The ultimate goal of research in modern chemometrics is to find new and powerful ways to extract information from chemical data. Obviously, advances in computer technology and graphics have opened up new possibilities for data analysis. Hence, the improvement in the calculation capacity of computers especially over the last decade has provided effectively incorporating models that are more general. For instance, in this monograph the Tucker3 and PARAFAC models were described as models that allow the structure of the data to be studied directly, without carrying out any kind of unfolding.

132 A. ONJIA - Chemometric approach to the experiment optimization and data ...

The research in this monograph spans a wide area of different methods applied in different fields of analytical chemistry. There are techniques for optimization of experimental parameters (design of experiments), evaluation of instrumental signals (calibration, signal processing), and for getting information from analytical data (statistics, pattern recognition, modeling, structure-property-relationship estimations). This order is generally the only recognized recipe for proper conducting of experiments.
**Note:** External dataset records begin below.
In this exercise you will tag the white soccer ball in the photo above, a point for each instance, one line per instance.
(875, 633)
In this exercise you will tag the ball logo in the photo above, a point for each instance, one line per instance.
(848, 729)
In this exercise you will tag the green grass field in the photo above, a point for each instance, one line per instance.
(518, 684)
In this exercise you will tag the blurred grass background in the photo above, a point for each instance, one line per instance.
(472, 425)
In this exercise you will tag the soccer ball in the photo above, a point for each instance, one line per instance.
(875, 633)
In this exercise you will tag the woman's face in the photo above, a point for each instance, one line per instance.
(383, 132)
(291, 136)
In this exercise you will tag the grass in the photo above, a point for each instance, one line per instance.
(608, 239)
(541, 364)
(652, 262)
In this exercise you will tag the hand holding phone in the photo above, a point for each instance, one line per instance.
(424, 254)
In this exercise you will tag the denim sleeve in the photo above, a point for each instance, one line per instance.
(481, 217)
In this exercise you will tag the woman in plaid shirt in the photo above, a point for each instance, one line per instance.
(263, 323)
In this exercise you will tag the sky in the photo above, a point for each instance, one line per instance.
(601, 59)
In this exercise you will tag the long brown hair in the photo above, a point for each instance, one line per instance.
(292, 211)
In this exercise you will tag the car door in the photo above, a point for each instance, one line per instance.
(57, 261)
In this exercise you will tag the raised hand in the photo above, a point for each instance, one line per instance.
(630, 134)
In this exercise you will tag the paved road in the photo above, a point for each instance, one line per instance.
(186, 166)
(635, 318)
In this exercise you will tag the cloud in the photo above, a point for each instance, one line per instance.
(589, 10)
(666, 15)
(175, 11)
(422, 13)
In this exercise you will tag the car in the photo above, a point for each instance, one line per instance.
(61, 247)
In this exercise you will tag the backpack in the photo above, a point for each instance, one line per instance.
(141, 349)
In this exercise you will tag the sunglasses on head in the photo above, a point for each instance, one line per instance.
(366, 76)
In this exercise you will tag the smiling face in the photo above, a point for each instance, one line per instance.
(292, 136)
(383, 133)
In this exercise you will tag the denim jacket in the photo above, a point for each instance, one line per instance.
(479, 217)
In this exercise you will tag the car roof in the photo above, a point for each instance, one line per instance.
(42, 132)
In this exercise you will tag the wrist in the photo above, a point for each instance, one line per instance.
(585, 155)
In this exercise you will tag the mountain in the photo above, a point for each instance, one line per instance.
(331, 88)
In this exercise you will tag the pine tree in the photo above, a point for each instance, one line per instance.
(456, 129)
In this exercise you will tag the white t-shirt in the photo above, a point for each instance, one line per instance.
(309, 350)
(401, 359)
At the beginning, each experiment should be optimized. The optimization of experiments is a kind of a good planning of execution. Various methods and techniques must be considered and all small details must be taken into account. But, a crucial tusk is to define what one want to do anyway. What kind of information should be obtained, which way should be the data processed? A good knowledge of general chemometric approach and issues and advantages of certain chemometric technique should be acquired. All the rest lies in multiple attempts to handle the problems on the spot. Experience comes with the time.

The optimization of experiments involves two approaches. The first is a simultaneous approach when the several parameters are estimated at the same time equally from one optimal experiment while in the second, sequential approach, sequential order is set and a several optimal experiments which focus on a few parameters and (nominal) parameter estimates are implemented.

There is a whole “new science” dedicated to signal processing. Namely, in modern instrumental analysis, a bunch of signals is noticed but just a small degree of them is selected to construct the peak or chromatogram, voltammogram, spectrum, etc. Therefore, there is data acquisition and enhancement, filtering and smoothing the data, noise reduction etc. and many other operations that lead to results that are provided in a form much desired and useful for analytical chemists.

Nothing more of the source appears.